According to him, he only wanted to remind Taylor that some of her fans have completely different lives than what she has. So, that would be a good idea for the superstar to sing about her living-in-misery fans sometimes.
The video of the song was directed by Ali T and shot in Tehran on the last day of the year in 2011.

===Without Even Saying Goodbye===
A fusion of Persian traditional music and country music written by elf. This single was recorded in the Summer of 2014 in Melbourne, Florida. Ehsan Tootoonchi is the featuring artist in this track who accompanies elf with his Taar.

===The Girl I Know===
The first Single of Dream Rovers' third studio album. Which was recorded in Johnson City, Tennessee in 2014. The music video was also filmed and edited in Johnson City in November 2014 by Ryan Renfro.
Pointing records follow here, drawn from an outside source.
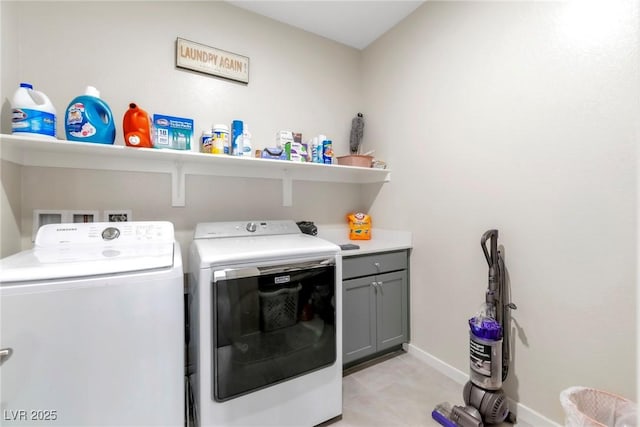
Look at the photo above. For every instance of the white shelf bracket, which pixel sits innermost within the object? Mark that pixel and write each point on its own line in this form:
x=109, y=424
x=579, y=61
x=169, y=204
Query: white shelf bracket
x=287, y=189
x=178, y=186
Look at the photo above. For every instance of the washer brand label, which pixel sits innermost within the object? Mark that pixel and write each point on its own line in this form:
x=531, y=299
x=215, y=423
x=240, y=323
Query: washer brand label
x=283, y=279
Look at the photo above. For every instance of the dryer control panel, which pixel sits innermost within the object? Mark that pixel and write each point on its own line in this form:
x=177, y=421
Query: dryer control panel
x=215, y=230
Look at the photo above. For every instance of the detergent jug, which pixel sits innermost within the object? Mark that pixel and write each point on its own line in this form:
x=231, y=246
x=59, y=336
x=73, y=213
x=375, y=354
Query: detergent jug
x=32, y=113
x=136, y=127
x=89, y=119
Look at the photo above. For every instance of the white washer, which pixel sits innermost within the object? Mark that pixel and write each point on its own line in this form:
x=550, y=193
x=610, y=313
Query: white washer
x=92, y=327
x=265, y=308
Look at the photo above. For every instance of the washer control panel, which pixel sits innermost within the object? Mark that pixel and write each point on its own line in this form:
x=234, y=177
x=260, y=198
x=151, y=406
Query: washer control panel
x=106, y=233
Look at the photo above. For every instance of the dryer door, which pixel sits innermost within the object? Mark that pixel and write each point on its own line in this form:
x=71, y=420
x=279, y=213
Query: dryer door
x=272, y=324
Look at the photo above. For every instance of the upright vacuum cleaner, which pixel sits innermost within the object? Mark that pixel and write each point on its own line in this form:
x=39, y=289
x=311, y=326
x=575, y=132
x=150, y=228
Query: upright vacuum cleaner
x=489, y=352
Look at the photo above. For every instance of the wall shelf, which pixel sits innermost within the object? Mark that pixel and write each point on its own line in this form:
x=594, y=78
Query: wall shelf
x=31, y=151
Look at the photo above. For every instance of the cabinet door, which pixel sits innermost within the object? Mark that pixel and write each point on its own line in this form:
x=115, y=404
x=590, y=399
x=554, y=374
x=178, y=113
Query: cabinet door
x=391, y=290
x=358, y=319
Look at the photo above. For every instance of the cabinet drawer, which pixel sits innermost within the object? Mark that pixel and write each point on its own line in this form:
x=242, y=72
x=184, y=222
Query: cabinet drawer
x=366, y=265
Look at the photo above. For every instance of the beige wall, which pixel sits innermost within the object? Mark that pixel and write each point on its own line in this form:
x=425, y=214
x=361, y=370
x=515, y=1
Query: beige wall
x=298, y=81
x=490, y=114
x=520, y=116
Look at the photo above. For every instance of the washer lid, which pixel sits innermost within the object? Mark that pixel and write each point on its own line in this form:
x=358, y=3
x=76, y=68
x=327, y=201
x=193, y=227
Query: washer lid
x=259, y=248
x=83, y=250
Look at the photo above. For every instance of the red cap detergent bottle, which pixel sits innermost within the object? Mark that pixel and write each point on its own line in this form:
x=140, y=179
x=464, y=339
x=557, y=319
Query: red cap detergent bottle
x=89, y=119
x=136, y=126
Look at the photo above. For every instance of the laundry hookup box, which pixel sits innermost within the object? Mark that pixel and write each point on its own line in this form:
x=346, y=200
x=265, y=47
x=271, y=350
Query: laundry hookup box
x=172, y=132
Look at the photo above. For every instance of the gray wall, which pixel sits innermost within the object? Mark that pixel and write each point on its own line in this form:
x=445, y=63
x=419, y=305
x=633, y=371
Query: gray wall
x=521, y=116
x=298, y=82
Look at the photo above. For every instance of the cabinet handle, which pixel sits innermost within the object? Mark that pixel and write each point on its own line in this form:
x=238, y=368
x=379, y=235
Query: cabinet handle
x=5, y=353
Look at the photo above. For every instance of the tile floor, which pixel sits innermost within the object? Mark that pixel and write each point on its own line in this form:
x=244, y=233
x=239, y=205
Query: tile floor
x=399, y=391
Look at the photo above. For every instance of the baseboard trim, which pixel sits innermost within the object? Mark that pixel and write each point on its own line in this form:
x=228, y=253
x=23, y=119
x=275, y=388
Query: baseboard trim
x=524, y=413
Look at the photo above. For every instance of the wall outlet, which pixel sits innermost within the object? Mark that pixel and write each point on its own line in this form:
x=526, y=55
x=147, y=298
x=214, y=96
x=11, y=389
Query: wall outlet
x=51, y=216
x=118, y=215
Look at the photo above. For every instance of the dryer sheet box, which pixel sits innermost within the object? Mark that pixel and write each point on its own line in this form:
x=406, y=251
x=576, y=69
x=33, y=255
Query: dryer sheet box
x=172, y=132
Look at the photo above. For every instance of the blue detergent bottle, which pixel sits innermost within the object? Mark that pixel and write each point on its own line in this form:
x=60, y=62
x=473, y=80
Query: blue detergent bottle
x=89, y=119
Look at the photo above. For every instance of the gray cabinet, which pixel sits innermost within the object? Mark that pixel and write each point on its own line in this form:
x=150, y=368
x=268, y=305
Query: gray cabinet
x=374, y=304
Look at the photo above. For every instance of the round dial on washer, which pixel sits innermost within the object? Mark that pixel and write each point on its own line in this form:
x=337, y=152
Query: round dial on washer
x=110, y=233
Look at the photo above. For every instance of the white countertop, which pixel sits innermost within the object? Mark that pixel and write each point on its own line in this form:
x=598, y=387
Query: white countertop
x=382, y=240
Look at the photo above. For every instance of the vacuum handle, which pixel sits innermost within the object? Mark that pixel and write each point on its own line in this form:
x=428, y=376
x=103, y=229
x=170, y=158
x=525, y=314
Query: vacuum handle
x=492, y=257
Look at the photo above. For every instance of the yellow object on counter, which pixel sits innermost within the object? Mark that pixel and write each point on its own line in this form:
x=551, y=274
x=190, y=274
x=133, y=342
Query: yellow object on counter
x=359, y=226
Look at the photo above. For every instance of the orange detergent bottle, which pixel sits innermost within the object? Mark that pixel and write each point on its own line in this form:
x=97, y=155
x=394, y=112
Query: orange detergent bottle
x=136, y=126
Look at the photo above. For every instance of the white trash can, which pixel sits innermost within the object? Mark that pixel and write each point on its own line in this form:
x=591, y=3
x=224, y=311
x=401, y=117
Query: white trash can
x=589, y=407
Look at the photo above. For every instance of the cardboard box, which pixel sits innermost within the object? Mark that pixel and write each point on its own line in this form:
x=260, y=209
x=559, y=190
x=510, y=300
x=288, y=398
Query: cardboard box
x=172, y=132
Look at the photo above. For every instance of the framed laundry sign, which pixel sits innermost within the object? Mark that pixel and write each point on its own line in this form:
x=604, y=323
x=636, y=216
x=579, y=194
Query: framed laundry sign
x=209, y=60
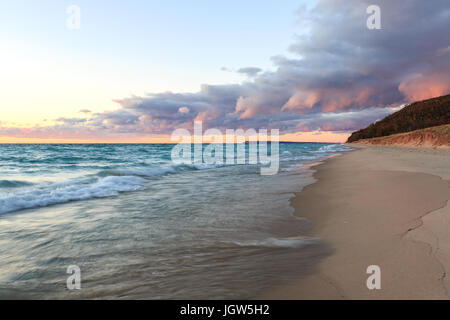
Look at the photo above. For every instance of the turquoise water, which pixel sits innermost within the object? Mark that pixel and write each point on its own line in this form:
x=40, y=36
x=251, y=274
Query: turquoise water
x=141, y=227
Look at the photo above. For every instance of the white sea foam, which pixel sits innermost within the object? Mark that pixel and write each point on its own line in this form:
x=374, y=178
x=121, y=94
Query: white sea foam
x=68, y=191
x=297, y=242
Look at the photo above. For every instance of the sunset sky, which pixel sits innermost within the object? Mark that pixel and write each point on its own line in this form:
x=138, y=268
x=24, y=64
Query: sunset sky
x=137, y=70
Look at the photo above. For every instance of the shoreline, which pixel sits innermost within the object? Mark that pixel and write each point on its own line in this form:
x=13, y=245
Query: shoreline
x=383, y=206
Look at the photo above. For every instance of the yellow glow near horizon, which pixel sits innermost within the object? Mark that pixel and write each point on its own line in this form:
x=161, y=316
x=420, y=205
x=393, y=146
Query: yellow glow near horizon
x=294, y=137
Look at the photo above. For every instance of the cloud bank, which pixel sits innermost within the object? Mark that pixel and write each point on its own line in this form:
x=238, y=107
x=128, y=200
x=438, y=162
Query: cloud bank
x=341, y=77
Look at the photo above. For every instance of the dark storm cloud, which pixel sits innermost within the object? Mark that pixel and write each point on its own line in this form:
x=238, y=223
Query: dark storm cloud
x=342, y=77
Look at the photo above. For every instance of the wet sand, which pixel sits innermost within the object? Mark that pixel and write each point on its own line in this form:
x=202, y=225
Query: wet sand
x=383, y=206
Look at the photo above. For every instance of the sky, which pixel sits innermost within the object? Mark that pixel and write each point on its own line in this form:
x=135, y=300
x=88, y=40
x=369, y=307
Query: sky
x=135, y=71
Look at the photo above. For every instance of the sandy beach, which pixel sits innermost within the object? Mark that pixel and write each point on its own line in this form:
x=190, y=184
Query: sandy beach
x=384, y=206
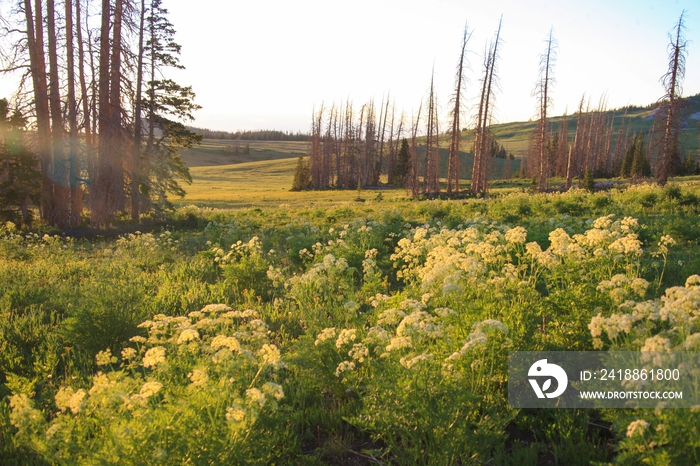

===I've Been Everywhere===
The first bilingual song which is mostly in Persian. Was recorded and released in 2016.

===2012 to 2016===
In December 2012, Erfan (elf) moved to Johnson City, Tennessee to be the first Iranian student at East Tennessee State University's Bluegrass, Old Time and Country Music program. He was awarded Public Performance and Pulmer's scholarships and graduated summa cum laude on 13 December 2014 and became the first Iranian ever who graduated the program.
Erfan recorded one single while studying at ETSU named "The Girl I Know" and, shortly before his graduation in December 2014, he made the music video in Johnson City, Tennessee and moved to Canada on New Year's Eve 2015. The music video of The Girl I know was featured on Voice of America's "Top Ten" show on 5 May 2015.